Of 635 HIV-negative participants enrolled in the study, 13 men seroconverted over 554.1 person-years (py). This gave is an estimated HIV incidence of 2.3 (95% confidence interval [CI] 1.4-4.0) per 100 py. Reviewing baseline sociodemographic characteristics for correlation, no baseline sociodemographic or behavioral predictor evaluated was associated with HIV incidence. But on time dependent variables during follow up, time-updated report of receptive or versatile sex role and of condomless receptive anal intercourse were significant predictors in unadjusted analyses with receptive or versatile sex having a hazards ratio of 3.65, 95% CI 1.14-11.65) and condomless receptive anal intercourse having a hazards ratio of 4.49, 95% CI 1.54-13.09
Conclusion: Anza Mapema recorded very high retention rates exceeding the 70% threshold recommended by CDC for best-evidence risk reduction interventions. This provides an opportunity for best practices on retaining MSM in HIV intervention cohorts targeting them.

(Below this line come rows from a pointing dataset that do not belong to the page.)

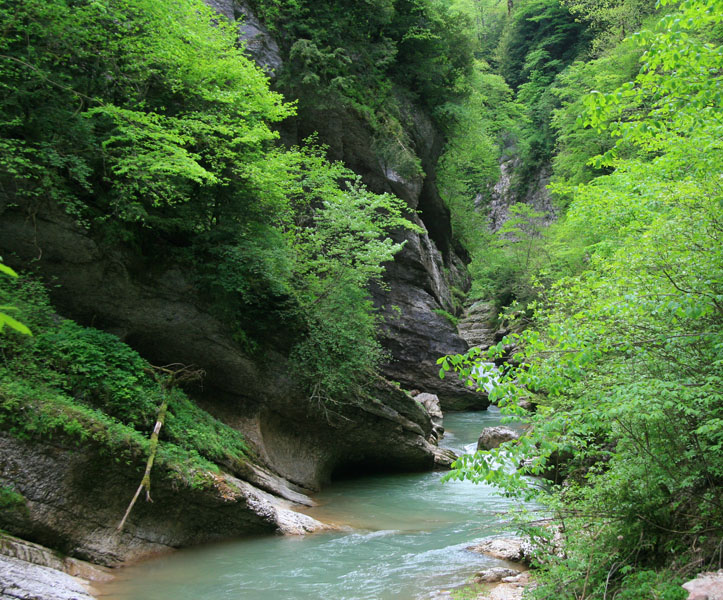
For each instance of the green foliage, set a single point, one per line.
(147, 123)
(352, 53)
(10, 499)
(450, 317)
(6, 319)
(87, 386)
(626, 355)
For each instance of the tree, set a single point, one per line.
(6, 319)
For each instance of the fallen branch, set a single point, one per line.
(168, 377)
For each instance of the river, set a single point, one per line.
(406, 540)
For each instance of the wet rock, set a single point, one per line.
(260, 45)
(707, 586)
(20, 580)
(504, 194)
(75, 497)
(492, 437)
(512, 549)
(477, 325)
(495, 574)
(444, 457)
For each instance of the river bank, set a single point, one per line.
(404, 536)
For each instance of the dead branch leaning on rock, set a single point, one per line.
(168, 377)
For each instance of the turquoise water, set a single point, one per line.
(406, 539)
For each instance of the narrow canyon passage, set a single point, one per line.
(404, 537)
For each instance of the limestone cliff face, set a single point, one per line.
(75, 497)
(421, 278)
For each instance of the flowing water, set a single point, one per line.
(406, 540)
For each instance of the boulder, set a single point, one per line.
(512, 549)
(492, 437)
(76, 495)
(495, 574)
(444, 457)
(20, 580)
(706, 586)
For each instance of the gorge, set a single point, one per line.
(299, 240)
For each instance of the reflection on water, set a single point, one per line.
(408, 540)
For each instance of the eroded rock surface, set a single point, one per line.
(707, 586)
(512, 549)
(495, 574)
(75, 498)
(492, 437)
(20, 580)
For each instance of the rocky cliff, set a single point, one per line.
(75, 495)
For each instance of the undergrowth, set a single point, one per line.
(87, 387)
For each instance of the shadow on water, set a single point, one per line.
(407, 537)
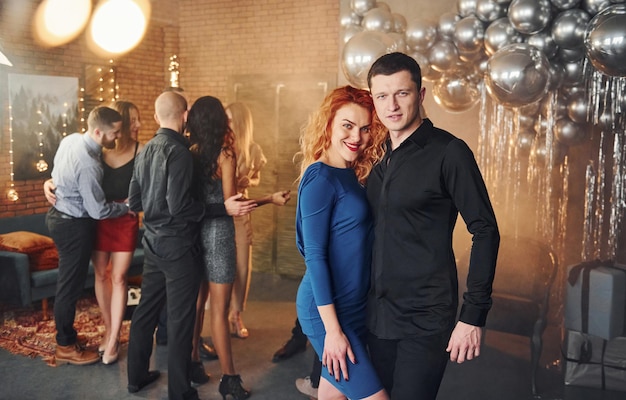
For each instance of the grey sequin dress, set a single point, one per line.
(217, 238)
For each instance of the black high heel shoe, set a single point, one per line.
(231, 385)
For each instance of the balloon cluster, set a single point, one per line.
(517, 50)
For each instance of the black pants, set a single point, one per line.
(410, 368)
(176, 284)
(74, 238)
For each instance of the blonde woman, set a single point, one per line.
(250, 160)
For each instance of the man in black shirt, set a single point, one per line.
(161, 187)
(426, 178)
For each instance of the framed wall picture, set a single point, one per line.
(43, 110)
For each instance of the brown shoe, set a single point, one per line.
(76, 355)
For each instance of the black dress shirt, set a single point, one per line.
(416, 193)
(161, 186)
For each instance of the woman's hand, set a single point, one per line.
(243, 183)
(48, 190)
(281, 198)
(336, 350)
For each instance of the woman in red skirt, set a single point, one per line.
(116, 238)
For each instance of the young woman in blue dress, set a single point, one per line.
(339, 145)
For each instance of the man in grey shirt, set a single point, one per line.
(80, 201)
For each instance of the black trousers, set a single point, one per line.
(174, 283)
(74, 238)
(410, 368)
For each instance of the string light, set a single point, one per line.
(11, 193)
(41, 165)
(81, 107)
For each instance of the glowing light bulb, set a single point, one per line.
(12, 195)
(57, 22)
(117, 26)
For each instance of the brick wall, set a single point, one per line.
(214, 39)
(221, 38)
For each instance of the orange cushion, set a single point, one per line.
(42, 253)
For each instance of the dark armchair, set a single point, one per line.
(525, 272)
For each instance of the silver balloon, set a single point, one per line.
(577, 107)
(517, 74)
(594, 6)
(490, 10)
(568, 28)
(349, 31)
(543, 41)
(466, 7)
(570, 55)
(383, 5)
(360, 7)
(455, 92)
(569, 91)
(569, 132)
(470, 57)
(604, 41)
(573, 73)
(557, 74)
(377, 19)
(477, 72)
(445, 28)
(360, 53)
(443, 55)
(399, 23)
(399, 42)
(500, 33)
(350, 19)
(557, 109)
(606, 120)
(565, 4)
(420, 34)
(529, 16)
(469, 34)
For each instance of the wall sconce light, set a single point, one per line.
(4, 60)
(116, 26)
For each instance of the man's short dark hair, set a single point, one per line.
(391, 63)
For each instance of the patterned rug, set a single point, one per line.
(24, 332)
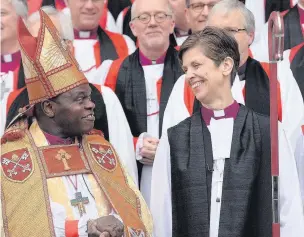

As in other GBMSM cohorts, HIV incidence was associated with condomless receptive anal intercourse and receptive or versatile positioning thus these should be included in screening for PrEP to further reduce incidence.
Unemployment and lack of financial stability was associated with high rates of virologic failure thus structural intervention addressing financial empowerment needs to be explored.
This study had a high prevalence and incidence of NG and CT despite offering treatment for the same. Rectal NG/CT are also a considerable contributor to the overall burden of NG/CT in this population.